Genotype imputation accuracy and the quality metrics of the minor ancestry in multi-ancestry reference panels

Author:

Shi MingyangORCID,Tanikawa Chizu,Munter Hans Markus,Akiyama Masato,Koyama Satoshi,Tomizuka Kohei,Matsuda Koichi,Lathrop Gregory Mark,Terao Chikashi,Koido MasaruORCID,Kamatani YoichiroORCID

Abstract

AbstractLarge-scale imputation reference panels are now available and have contributed to efficient genome-wide association studies through genotype imputation. However, it is still under debate whether large-size multi-ancestry or small-size population-specific reference panels are the optimal choices for under-represented populations. We imputed genotypes of East Asian (EAS; 180k Japanese) subjects using the Trans-Omics for Precision Medicine (TOPMed) reference panel and found that the standard imputation quality metric (Rsq) substantially overestimated the dosage r2(squared correlation between imputed dosage and true genotype).

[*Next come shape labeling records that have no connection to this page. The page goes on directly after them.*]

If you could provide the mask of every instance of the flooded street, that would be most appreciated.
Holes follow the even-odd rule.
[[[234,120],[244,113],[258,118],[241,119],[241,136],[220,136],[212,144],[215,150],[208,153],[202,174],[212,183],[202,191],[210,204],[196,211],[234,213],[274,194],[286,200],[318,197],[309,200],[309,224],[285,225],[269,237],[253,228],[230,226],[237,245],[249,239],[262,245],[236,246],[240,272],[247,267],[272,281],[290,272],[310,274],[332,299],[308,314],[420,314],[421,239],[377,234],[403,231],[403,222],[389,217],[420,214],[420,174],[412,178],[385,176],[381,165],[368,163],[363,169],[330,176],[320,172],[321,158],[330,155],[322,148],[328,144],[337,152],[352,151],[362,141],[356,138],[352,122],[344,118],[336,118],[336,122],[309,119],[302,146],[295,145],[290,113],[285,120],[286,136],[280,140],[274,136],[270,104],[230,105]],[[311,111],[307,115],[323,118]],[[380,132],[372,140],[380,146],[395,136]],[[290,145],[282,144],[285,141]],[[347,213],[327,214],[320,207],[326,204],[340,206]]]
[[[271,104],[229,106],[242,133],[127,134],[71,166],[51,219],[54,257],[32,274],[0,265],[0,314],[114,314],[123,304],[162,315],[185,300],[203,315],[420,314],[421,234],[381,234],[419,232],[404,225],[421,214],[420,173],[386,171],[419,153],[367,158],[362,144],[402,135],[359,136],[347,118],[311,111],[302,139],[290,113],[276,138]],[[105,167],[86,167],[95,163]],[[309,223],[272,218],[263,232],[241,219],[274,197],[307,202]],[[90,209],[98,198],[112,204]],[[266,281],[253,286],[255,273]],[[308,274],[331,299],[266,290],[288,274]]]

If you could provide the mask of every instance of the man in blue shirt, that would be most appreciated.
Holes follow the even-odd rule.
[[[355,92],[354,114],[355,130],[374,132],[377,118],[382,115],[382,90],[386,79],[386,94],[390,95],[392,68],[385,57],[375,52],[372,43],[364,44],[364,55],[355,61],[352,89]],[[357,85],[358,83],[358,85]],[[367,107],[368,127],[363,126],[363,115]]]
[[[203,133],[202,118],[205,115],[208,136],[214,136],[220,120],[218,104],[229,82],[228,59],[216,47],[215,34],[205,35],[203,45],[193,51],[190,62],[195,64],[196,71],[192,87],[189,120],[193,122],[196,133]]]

Variance component analysis of Rsq revealed that the increased imputed-genotype certainty (dosages closer to 0, 1, or 2) caused upward bias, indicating some systemic bias in the imputation. Through systematic simulations using different template switching rates (θ value) in the hidden Markov model, we uncovered that the lower θ value increased the imputed-genotype certainty and Rsq; however, dosage r2was insensitive to the θ value, thereby causing a deviation. In simulated reference panels with different sizes and ancestral diversities, the θ value estimates from Minimac decreased with the size of a single ancestry and increased with the ancestral diversity. Thus, Rsq could overestimate or underestimate dosage r2for a subpopulation in the multi-ancestry panel and the deviation represents different imputed-dosage distributions. Finally, despite the impact of θ value, distant ancestries in the reference panel contributed only a few additional variants passing a predefined Rsq threshold. We conclude that the θ value has a substantial impact on the imputed dosage and the imputation quality metric value.